Stormy and Shilo are an adult couple, right now they are taking up residence with Mr. Hooters and fanny. We call them Mr. and Mrs. Zidders for all the head/neck shimming that this bred evidently does. The babies, Siddhartha and Roja have taken up residents in the very cool indoor/outdoor cage we made. We are having great fun with them. Attached are pictures of the pen placed just outside a porch window, with a cat pet door installed so they can come in and out when it is open -best thing we ever invented in cages! Betti is demonstrating the door.


----------



## Charis (Feb 11, 2007)

Very clever, Boni.


----------



## Reti (Jul 20, 2003)

Great setup and gorgeous birds. 

Reti


----------



## Dezirrae (Oct 6, 2007)

What a cutie  Love the look in her eyes too. I'm curious - in the last picture there's a fireplace screen in front of the cage - is that there for a reason? I'm asking because one of two cats is quite fascinated with our birds and I'm wondering if you put the screen there to deter other animals from getting in too close to cage. Would love to see pictures of all four fantails!


----------



## Skyeking (Jan 17, 2003)

Dezirrae said:


> Would love to see pictures of all four fantails!

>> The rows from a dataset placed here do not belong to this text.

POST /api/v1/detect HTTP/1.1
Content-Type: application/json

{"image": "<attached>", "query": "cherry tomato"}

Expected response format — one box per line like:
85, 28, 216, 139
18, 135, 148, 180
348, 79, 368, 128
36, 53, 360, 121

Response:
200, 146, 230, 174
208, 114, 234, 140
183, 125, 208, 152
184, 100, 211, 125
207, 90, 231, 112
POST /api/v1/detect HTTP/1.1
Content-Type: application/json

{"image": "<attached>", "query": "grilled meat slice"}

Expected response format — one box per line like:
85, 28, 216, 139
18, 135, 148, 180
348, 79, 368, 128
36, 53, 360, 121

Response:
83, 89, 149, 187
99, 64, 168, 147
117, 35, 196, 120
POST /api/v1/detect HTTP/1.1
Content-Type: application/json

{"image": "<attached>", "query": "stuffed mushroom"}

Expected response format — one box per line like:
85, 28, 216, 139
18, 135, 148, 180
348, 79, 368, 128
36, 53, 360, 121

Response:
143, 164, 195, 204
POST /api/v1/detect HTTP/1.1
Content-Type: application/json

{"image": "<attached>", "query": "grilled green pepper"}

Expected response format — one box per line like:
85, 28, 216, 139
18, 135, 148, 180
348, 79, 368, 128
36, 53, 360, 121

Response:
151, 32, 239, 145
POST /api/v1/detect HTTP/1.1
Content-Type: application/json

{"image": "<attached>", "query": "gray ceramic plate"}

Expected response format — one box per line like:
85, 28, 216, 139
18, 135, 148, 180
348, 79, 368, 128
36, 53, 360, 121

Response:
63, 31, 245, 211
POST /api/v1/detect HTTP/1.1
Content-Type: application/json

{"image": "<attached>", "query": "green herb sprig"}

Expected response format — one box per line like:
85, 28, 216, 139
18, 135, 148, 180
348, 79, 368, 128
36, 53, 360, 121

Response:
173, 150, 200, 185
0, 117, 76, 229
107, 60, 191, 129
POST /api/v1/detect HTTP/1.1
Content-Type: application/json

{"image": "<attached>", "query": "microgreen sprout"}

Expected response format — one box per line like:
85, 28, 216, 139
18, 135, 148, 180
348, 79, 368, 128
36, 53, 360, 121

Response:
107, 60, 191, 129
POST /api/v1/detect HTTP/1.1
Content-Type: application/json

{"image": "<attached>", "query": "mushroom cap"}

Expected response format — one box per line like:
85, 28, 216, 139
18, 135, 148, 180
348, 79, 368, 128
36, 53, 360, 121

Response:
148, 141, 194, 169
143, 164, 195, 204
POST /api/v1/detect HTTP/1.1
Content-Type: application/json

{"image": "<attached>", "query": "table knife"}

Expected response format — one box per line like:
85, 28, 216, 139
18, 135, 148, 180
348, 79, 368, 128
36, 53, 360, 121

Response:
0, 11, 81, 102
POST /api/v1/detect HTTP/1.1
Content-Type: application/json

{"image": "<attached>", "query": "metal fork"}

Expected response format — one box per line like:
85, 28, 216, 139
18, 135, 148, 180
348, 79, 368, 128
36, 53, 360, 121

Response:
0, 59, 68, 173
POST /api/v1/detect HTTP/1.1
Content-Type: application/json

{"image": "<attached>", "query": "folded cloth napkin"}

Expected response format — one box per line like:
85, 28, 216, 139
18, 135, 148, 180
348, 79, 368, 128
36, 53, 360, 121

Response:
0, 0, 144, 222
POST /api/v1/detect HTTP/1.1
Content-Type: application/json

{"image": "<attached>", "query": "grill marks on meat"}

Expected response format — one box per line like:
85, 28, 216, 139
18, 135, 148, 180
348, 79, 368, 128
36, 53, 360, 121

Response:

Yes me too! pictures please?


----------



## philodice (Sep 30, 2007)

I love fantails.


----------



## amoonswirl (Nov 14, 2006)

Love your indoor/outdoor setup!!
Very clever and I bet the birds really enjoy it.


----------



## Boni Birds (Mar 19, 2007)

Yes thje screen is to discourage our dogs from sitting and eye balling the poor birds.


----------



## Margarret (May 3, 2007)

That is a wonderful set up. Looks good and functional at the same time. Beautiful!

Margaret


----------



## nbdyuknow (Apr 10, 2007)

Boni is truly the Thomas Edison of pigeons! And such a sly look on the birdie's face using the door, like she knows what a clever trick it is! I love it!


----------



## maryjane (Jul 15, 2006)

Gorgeous! I love the cat door idea. Can't wait to see the pictures of the fantails, they are such beautiful birds.


----------



## Roxy (Nov 1, 2007)

I might just have to steal that idea! Very cool!


----------



## MaryOfExeter (Sep 30, 2007)

Wonderful idea. Great work Boni!


----------



## Matt D. (May 12, 2007)

Wow... those birds are really lucky to have you... =)


----------



## CHRISTIN RN (Sep 2, 2007)

Absolutely Fantastic!

Best idea yet....besides the PG wear that is!!!

Congratulations on the great set-up and on the 4 newcomers....they sure are blessed!

Look forward to more pics of your critters....dogs to! 

(Loving those names as well!)


----------